Antonella Anedda scrive versi che esplorano le necessità biologiche dell’esistenza. Nella sua voce si mescolano l’apprensione e lo slancio del dire. Ma mai come in questo suo nuovo libro era riuscita a far circolare le parole con tanta forza, e senza quasi mai prendere fiato.

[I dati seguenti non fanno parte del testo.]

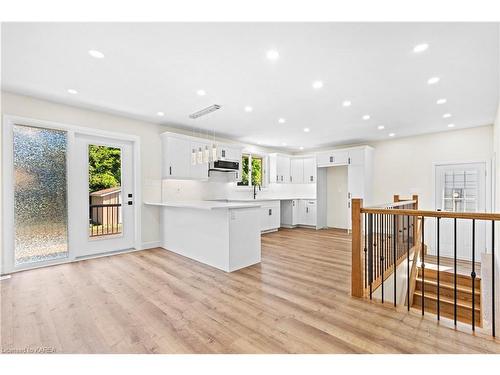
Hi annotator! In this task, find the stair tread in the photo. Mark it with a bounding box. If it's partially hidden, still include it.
[417,276,481,295]
[414,290,481,312]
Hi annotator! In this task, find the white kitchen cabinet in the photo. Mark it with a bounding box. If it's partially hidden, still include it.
[290,158,304,184]
[269,154,290,184]
[280,199,300,228]
[162,135,192,179]
[316,150,349,167]
[303,157,317,184]
[259,201,281,232]
[189,141,210,180]
[299,199,316,226]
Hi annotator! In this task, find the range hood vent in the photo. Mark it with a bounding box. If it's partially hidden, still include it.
[189,104,221,119]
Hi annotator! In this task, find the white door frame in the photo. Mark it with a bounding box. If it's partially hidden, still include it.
[0,115,142,275]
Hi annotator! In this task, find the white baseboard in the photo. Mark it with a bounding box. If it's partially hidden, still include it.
[141,241,161,250]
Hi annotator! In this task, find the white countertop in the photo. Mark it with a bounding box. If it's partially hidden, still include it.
[214,196,316,202]
[144,201,260,210]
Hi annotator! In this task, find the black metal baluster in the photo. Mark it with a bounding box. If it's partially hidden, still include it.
[363,214,368,290]
[453,218,457,325]
[470,219,476,331]
[406,216,410,311]
[491,220,495,337]
[437,217,441,320]
[368,214,373,300]
[392,215,397,307]
[380,215,386,303]
[420,216,425,315]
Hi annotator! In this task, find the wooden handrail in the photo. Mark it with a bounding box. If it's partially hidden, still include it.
[361,208,500,221]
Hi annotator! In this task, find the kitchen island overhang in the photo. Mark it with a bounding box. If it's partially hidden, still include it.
[145,201,261,272]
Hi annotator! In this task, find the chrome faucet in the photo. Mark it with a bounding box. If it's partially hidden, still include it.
[253,184,261,199]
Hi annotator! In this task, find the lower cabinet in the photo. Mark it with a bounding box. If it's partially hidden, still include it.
[260,201,281,232]
[281,199,316,227]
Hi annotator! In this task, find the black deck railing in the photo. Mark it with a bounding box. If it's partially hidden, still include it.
[89,203,122,237]
[352,200,500,336]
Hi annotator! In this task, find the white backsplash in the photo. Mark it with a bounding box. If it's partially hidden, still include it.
[154,176,316,201]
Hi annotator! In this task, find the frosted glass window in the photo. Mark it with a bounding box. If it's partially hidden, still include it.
[13,125,68,264]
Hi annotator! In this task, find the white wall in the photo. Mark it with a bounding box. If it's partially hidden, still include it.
[371,126,493,209]
[326,166,349,229]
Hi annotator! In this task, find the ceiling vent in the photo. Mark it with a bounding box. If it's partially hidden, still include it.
[189,104,220,119]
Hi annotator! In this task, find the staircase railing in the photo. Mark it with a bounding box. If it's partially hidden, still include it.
[351,196,500,336]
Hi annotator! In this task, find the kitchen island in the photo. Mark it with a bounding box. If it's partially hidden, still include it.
[145,201,261,272]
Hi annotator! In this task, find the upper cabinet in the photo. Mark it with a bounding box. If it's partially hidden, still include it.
[269,154,290,184]
[161,132,242,180]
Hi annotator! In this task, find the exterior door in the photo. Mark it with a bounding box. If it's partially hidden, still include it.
[70,133,135,258]
[434,163,488,261]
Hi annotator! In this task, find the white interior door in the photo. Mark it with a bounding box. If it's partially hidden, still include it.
[70,133,135,258]
[432,162,488,260]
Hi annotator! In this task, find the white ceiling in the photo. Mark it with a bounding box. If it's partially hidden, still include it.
[2,23,499,151]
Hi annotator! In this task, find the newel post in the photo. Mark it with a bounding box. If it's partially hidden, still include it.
[351,198,364,297]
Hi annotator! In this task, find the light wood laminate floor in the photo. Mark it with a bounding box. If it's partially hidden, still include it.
[1,229,500,353]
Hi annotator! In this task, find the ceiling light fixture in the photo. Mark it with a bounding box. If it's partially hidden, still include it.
[89,49,104,59]
[413,43,429,53]
[189,104,221,119]
[266,49,280,61]
[427,77,440,85]
[313,81,323,90]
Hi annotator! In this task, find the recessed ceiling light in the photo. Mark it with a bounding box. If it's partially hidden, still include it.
[427,77,439,85]
[89,49,104,59]
[266,49,280,61]
[413,43,429,53]
[313,81,323,89]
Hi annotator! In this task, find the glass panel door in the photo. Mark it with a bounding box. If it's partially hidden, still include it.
[13,125,68,266]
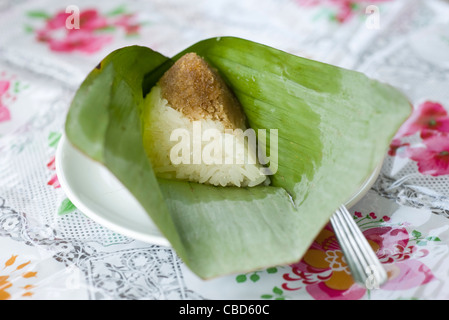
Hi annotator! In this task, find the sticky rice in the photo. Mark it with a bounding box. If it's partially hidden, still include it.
[144,54,269,187]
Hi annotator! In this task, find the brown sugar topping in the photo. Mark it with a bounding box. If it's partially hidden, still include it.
[159,52,245,129]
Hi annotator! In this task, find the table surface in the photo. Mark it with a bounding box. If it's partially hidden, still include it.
[0,0,449,300]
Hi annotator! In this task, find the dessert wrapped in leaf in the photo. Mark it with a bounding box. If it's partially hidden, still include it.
[66,37,411,279]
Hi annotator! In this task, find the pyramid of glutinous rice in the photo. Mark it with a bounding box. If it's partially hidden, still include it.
[144,53,268,187]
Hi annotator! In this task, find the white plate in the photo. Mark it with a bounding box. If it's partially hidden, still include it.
[56,136,170,246]
[56,136,381,246]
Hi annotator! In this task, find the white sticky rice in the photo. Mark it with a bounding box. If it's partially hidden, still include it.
[144,85,269,187]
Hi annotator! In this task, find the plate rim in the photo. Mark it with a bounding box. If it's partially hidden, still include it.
[55,134,171,247]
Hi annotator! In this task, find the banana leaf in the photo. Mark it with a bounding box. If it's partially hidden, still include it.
[65,37,411,279]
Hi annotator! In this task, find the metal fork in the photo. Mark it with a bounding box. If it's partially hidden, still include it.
[330,205,388,289]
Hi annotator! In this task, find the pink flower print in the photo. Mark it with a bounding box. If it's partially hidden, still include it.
[296,0,391,23]
[388,139,410,157]
[32,9,124,54]
[0,80,11,122]
[282,219,434,300]
[408,134,449,176]
[396,101,449,138]
[44,29,113,53]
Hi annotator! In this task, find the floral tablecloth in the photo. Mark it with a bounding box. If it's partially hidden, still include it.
[0,0,449,301]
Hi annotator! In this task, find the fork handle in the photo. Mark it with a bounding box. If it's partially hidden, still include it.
[330,205,388,289]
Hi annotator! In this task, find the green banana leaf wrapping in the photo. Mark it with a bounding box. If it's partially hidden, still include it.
[65,37,411,279]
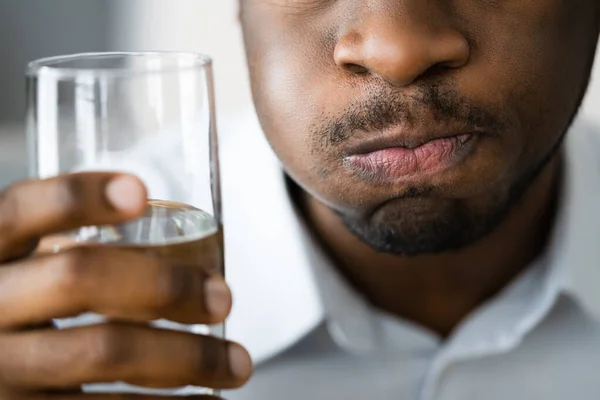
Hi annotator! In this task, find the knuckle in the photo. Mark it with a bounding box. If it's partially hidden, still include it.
[56,175,86,222]
[85,324,130,371]
[53,247,92,293]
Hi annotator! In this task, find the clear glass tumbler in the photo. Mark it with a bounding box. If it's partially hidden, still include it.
[27,53,225,395]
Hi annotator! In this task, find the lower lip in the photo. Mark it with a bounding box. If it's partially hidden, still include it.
[344,134,475,181]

Leggendo si avverte una tale urgenza che si viene trasportati nel flusso conoscitivo ed epressivo di questa poetessa così particolare, sempre nutrita sia dalla vita sia dalla letture.
Provate a leggere questi versi, e non ci sarà bisogno di tante altre spiegazioni:
"Fuori della finestra, un uomo lavora.
Vive al piano più basso di una casa vicina, dalle finestre per metà interrate
con il televisore acceso che fa luce come un camino.
L'uomo spazza le foglie. Scava sotto i fiori,
toglie i bruchi e gli sterpi
pulisce gli scalini uno a uno. Uno per ogni vita lasciata?
Chi sono io per pensarlo triste, dove la mia vita finisce e
continua la sua?
Chi amavo ormai tace. Oh come tace,
e questo silenzio lentamente mi ha covato un'angustia.
"Ha notizie da casa" chiedo all'uomo. Lui scuote la testa.
Guardiamo le foglie, percepiamo il diverso rosso
le nostre diverse radure
e i rami diversamente puntano verso di noi, a trafiggerci".